Data discovery has traditionally been a manual and time-consuming exercise, consisting of analysts writing a series of SQL queries against each data source, and performing a copy/paste of the results into a number of spreadsheets. Aside from the inefficiency of this method, queries will only return what is asked for. In other words, if you're not aware that a data issue exists, a query won't be issued, and thus hidden data anomalies won't necessarily be brought to light.

A better practice is to leverage software designed specifically for automating data discovery, allowing it to be completed more thoroughly and in a fraction of the time. This also frees up analysts to focus on greater value-added functions.

Step 2: Understand Your Source Data

When evaluating potential data sources for integration, one must first completely understand how the source data is related to itself, as well as to other potential sources. For example, how does a field named "customer_num" relate to another field named "customer_id" within a given source, and how do both of these relate to "cust_id" in a second source? This part of the mapping process leads directly to the definition of table joins and data lookups, which are important in extracting the correct data to be later consumed by the target. Using automated tools with an emphasis on data matching frees time for analysts to spend evaluating results, instead of spending time manually composing SQL queries.

Step 3: Map Source Data to the Target Model

Once the source-to-source relationships are understood and relationship mappings defined, the source-to-target mappings need to be discovered and analyzed. It is during this phase that business rule discovery and definition takes place, and where target columns are mapped back to the source data columns via transformations and the implementation of business rules. The data analyst should be able to draw from a body of automated discovery and relationship information in a unified interface to accomplish this task. The best practice is usually to map from the target back to the source system(s), as not every field in each source system will need to be mapped.

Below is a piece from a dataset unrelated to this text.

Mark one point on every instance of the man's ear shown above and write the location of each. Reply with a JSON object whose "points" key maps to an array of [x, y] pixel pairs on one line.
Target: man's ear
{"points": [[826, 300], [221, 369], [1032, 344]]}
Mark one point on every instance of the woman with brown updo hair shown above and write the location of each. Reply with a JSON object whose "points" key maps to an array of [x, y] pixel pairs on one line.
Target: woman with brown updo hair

Step 4: Leverage Previous Work

In many vertical industries, a body of mapping information will remain consistent in a manner which is dependent by vendor. When doing multiple data conversions of a vendor system to a new target, previous experiences and learnings should be maximized. Some tools offer a "reference hub," or some other similar reuse of mapping meta data. This automation will save data analysts and ETL developers many hundreds of hours of otherwise redundant mapping and discovery.

Pre-ETL Automation

Step 5: Leverage What You've Learned

Guided analysis. Actionable workflow. These are areas in which best-of-breed vendors are attempting to incorporate best practices and a codified methodology directly into their products, and this offers much promise to data integration projects, particularly in the areas of automated mapping and discovery. Automation should include heuristics which use both meta data and actual data values as inputs.

Critical to the process is how the results are then shared with downstream ETL tools, so that a maximum reuse of meta data is achieved. The concept of bi-directional meta data is becoming increasingly important. This allows a transformation which is modified in a downstream ETL tool to also be reflected seamlessly as a change to a business rule in the discovery and mapping toolset.

Sharing all of the generated mapping meta data, business rules, and annotations made by analysts during the process should be made available via reporting directly in the chosen toolset, or exportable into a common format such as Microsoft Excel or Word. This reduces the amount of time needed to produce design documentation, and ensures higher quality documentation, since it is based on actual mapping data.


With the explosion of data across the enterprise and in the business world, data integration projects will continue to play an increasingly important role. Combining best practices with "best-in-breed" tools will help organizations to deliver successful solutions in a more timely and cost-effective fashion. Automating "pre-ETL" processes helps to eliminate the costly, error-prone, and resource-intensive efforts of discovery and mapping of unknown data sources. Organizations should not have to rely on an army of analysts armed with only SQL queries, Excel spreadsheets, and disjointed analysis and design tools to perform these important tasks. Picking the right vendors and integrating them into your technology stack and project methodology is the key to success.